Under the Civil Aviation Department’s Air Operator’s Certificates requirement, pilots have to maintain take-off and landing recency to re-validate their qualification.
Chan points out since the number of flights has dropped drastically, the company receives approval from the Civil Aviation Department to conduct training through flight simulators instead.
“The way they maintain pilots’ recency is very innovative. This has never happened before,” Chan says.
In the months before his retirement, Chan experienced a shift in duty – from flying passenger flights to cargoes. “Though the number of passenger flights has been reduced, demand for cargoes has increased,” he says.
“Though the number of passenger flights has been reduced, demand for cargoes has increased.”
Chan explains that the increased logistics of medical supplies between China, the U.S. and Europe have contributed to strong demand for cargo service.
In a bid to satisfy the increasing demand of cargoes, Chan’s former employer has converted passenger planes to cargo aircrafts.
“On top of the 30 to 40 tons of goods usually carried in a Boeing 777 jet plane, the company puts goods on cabin chairs or even removes the chairs to convey more goods,” Chan says.
“Without the chairs, a plane can carry 10 to 20 extra tons of goods,” he adds.
Circling the Wagons
Connie Leung, vice-president of Hong Kong Dragon Airlines Flight Attendants Association urges the government to take a more active role to offer help to all the affected workers, including their 1,200 members who were sacked as the airline was folded.
“The fact that the government invested HK $27.3 billion in Cathay Pacific but did nothing to stop the layoff from happening means they allow this. It thus gives an excuse for other companies to announce massive layoffs,” Leung says.
In June this year, the government injected liquidity to the city’s de facto flag carrier, which has been struggling financially.
“The government saved Cathay Pacific but did not save its employees.

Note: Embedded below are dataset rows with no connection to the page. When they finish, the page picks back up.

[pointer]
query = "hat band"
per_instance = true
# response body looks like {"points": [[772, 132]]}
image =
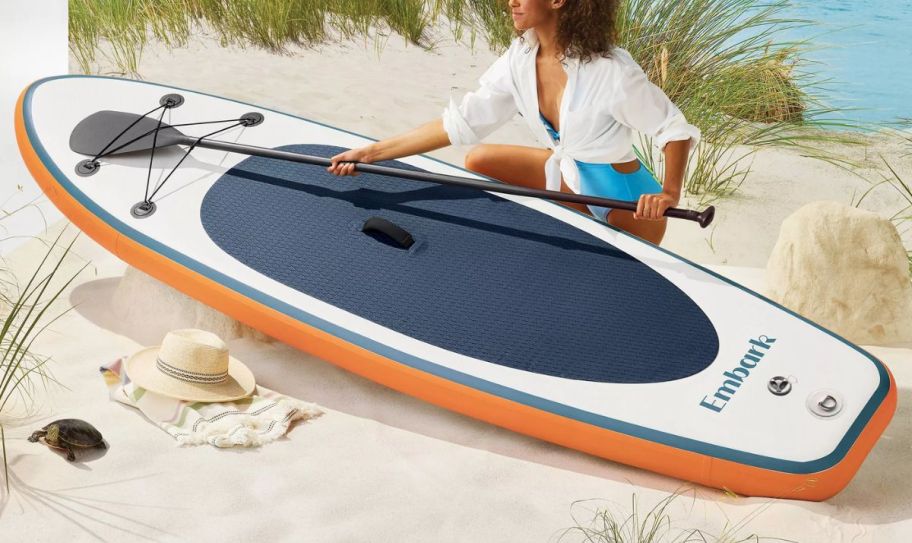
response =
{"points": [[189, 376]]}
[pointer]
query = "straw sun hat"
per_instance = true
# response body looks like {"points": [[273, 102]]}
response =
{"points": [[192, 365]]}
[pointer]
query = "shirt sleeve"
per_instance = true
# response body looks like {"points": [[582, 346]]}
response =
{"points": [[638, 103], [484, 110]]}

The government should assist the affected employees by helping them get compensation and offering them other job opportunities,” she says.
Harry Hon, the public relations officer of Hong Kong Aviation Staff Alliance (HKASA), who is also a flight attendant, says most workers are on unpaid leave now and more layoffs are expected.
The alliance was registered in February, 2020 with about 300 members who are flight attendants and other workers in the industry including ground crew members, airport security guards, and maintenance workers.
The union criticises Cathay Pacific for not exploring other options other than massive layoffs.
To help the workers in the industry, the union thinks the government should introduce a cash handout scheme to help the affected employees.
On October 21, the day Cathay Pacific announced its extensive cut in staff, the Labour Department expressed “deep concern” about the plan and called upon the group to maintain effective communication with its employees over employment termination matters with appropriate arrangements in a press release.
“The employer should consult and secure consent from its employees prior to varying the terms of their employment contracts,” a spokesman for the department said.
In a press release dated October 21, Cathay Pacific Chief Executive Officer Augustus Tang Kin-wing said that Cathay Pacific’s corporate restructuring plan will reduce the company’s cash burn by about HK $500 million per month.
“We have taken every possible action to avoid job losses up to this point. We have scaled back capacity to match demand, deferred new aircraft deliveries, suspended non-essential spend, implemented a recruitment freeze, executive pay cuts and two rounds of Special Leave Schemes. But in spite of these efforts, we continue to burn HK $1.5-2 billion cash per month. This is simply unsustainable.” Tang says.